Sh-t…I’m dead.  Miller cast about; there was no one for miles, except for the man’s driver sitting in that second Poseidon smoking.  With a sigh of resignation, Miller looked the man in the eye and did the only thing he could do... he desperately kicked his leg out.

Miller’s kick slammed the rear door shut, catching the man’s right knee in the door jam.  The man cursed, taken completely by surprise.  Miller was on the man before he could bring the revolver up.  He grabbed the man’s gun arm in one hand and snagged the man's greasy hair in the other.  They grappled, spinning away from the car.  Recalling every dirty desperate trick in the book Miller slammed his forehead into the man's face.  The face gave way with a  crunch and spray of blood.  The driver was yelling now.  

Miller was losing his grip on the man’s arm, his sweaty palms slipping.  He groped frantically with his other hand, feeling across the man’s ruined face.  Broken nose, bloodied lips.  There…an eye socket.  Miller plunged his thumb in, twisting up and across.  The man cried out, one high long note, jerked and fell back bringing Miller down on top of him.  

Miller rolled off the man, scrambling for the gun.  He came up on his knees wincing as he heard the driver’s gun.  Miller blindly fired…eyes closed screaming for his life.  






*Click*

The cylinder was empty.  Miller was alive.  He stood, felt a cold trickle down the side of his thigh.  The driver was sprawled across the hood of the second Poseidon, his heart and lungs misted across the windshield and pavement.  The man’s bloodied socket stared up at him.  Miller fell into that bloody well, his world spinning, and doubled over heaving.


----------



## johndaw16 (May 19, 2006)

*Industrial Cocktails*

…im the addict on the corner 
im the lawyer in the tower
 im the body with the coroner…


An unmanned SaniTech cleaner drone sat in the middle of alleyway AA-34, just one of thousands of deserted industrial conduits in the Corr.  The drones AI paused, a nanoseconds delay, as long dormant protocols were called up.  Unused logic processes ran through sensor data, eliminating contingencies.  In a fraction of a second a message was sent, the drone settling into standby.  

Thirty miles away, a BACA police router received an alert.  Three unidentified bodies: human; location: AA-34_P.id_Z., identification, removal, and response requested.  


A handful of miles away, Miller leaned against the cool steel wall of a warehouse. Rain had begun to fall in the fading twilight.  Cold rivulets of water ran down the steel, down the back of Miller’s Di Meo.  He didn’t care anymore, but the rain felt d-mn good on his neck.  

He ran a hand across his forehead, wiping away the rain that clouded his eyes.  Miller didn’t know how long he’d been running.  A few miles tops.  He couldn’t afford any stops but he had to stop anyway to dry heave every few minutes.  

Why am I even running, you were the one attacked.  You didn’t do anything wrong.  Well maybe his toxicology would be enough to earn him a fine or two…but still.  Miller had hardly any memory of last night, and what little he could remember couldn’t save his ass.  
.
..
…  
“C’mon Miller, its Thursday night and I know damn well you want to go out.”  

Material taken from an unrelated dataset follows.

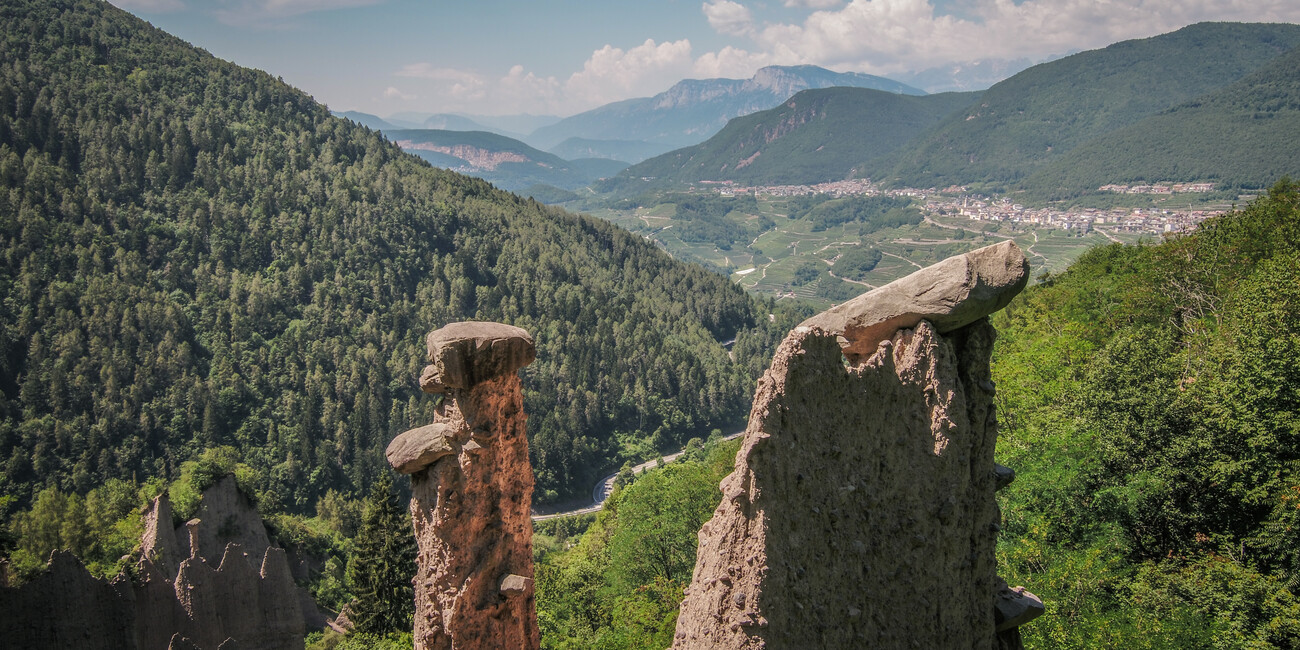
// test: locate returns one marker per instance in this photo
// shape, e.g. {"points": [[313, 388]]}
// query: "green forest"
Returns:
{"points": [[1032, 118], [195, 256], [1149, 402], [204, 273]]}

“Vermon, you know I would if I could, but not tonight.  I got $30,000,000 in clients assets strung across the Euro-Spread and ‘till I close those positions I ain’t going nowhere.  I want my 6 month bonus.”

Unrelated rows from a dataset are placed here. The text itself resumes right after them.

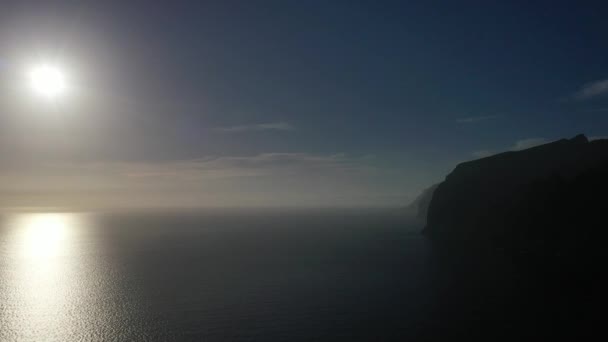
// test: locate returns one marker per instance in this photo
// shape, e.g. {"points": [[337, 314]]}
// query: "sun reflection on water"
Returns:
{"points": [[44, 236], [41, 277]]}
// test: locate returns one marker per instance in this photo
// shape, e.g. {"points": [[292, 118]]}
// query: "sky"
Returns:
{"points": [[286, 103]]}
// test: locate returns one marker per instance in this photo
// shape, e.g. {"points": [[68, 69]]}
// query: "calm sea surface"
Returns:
{"points": [[225, 275]]}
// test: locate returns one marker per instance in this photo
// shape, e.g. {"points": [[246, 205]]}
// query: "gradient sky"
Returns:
{"points": [[287, 103]]}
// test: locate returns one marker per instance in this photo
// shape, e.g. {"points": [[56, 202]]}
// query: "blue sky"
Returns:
{"points": [[289, 102]]}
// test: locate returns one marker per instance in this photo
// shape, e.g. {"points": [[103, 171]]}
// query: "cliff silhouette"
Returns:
{"points": [[522, 236], [547, 196]]}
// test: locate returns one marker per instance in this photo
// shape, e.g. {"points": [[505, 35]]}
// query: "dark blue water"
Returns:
{"points": [[295, 275], [245, 275]]}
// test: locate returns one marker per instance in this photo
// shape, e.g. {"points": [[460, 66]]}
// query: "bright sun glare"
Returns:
{"points": [[47, 80]]}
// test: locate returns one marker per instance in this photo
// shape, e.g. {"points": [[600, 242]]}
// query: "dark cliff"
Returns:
{"points": [[550, 195], [420, 205]]}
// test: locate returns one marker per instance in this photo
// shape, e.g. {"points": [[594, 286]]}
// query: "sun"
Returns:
{"points": [[47, 80]]}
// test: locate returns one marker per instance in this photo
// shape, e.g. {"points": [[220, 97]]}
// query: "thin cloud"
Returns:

“Bullsh-t, dude you know there’s no one on the spread right now, no market makers at least.  We’ll hit the clubs, come back when we’re done, and hit the Bundesbank with they’re morning coffee.”

“You can’t be serious; you know I’ll be totally fragged after the clubs.  No way can I hit work to trade at whatever god-awful hour we stumble out of the club.”

“Nah, dude we’ll be straight,” Vermon leaned in close, that familiar glint in his eyes.  “I got some good sh-t tonight…Aimee you remember her right, she knows a guy, from the islands.  Could give a sh-t where he’s from, but she got some stuff off him that’s bangin’.  Ramps you up for a good sixteen hours, gives ya a boner for four, and you ain’t fried when you come down.”  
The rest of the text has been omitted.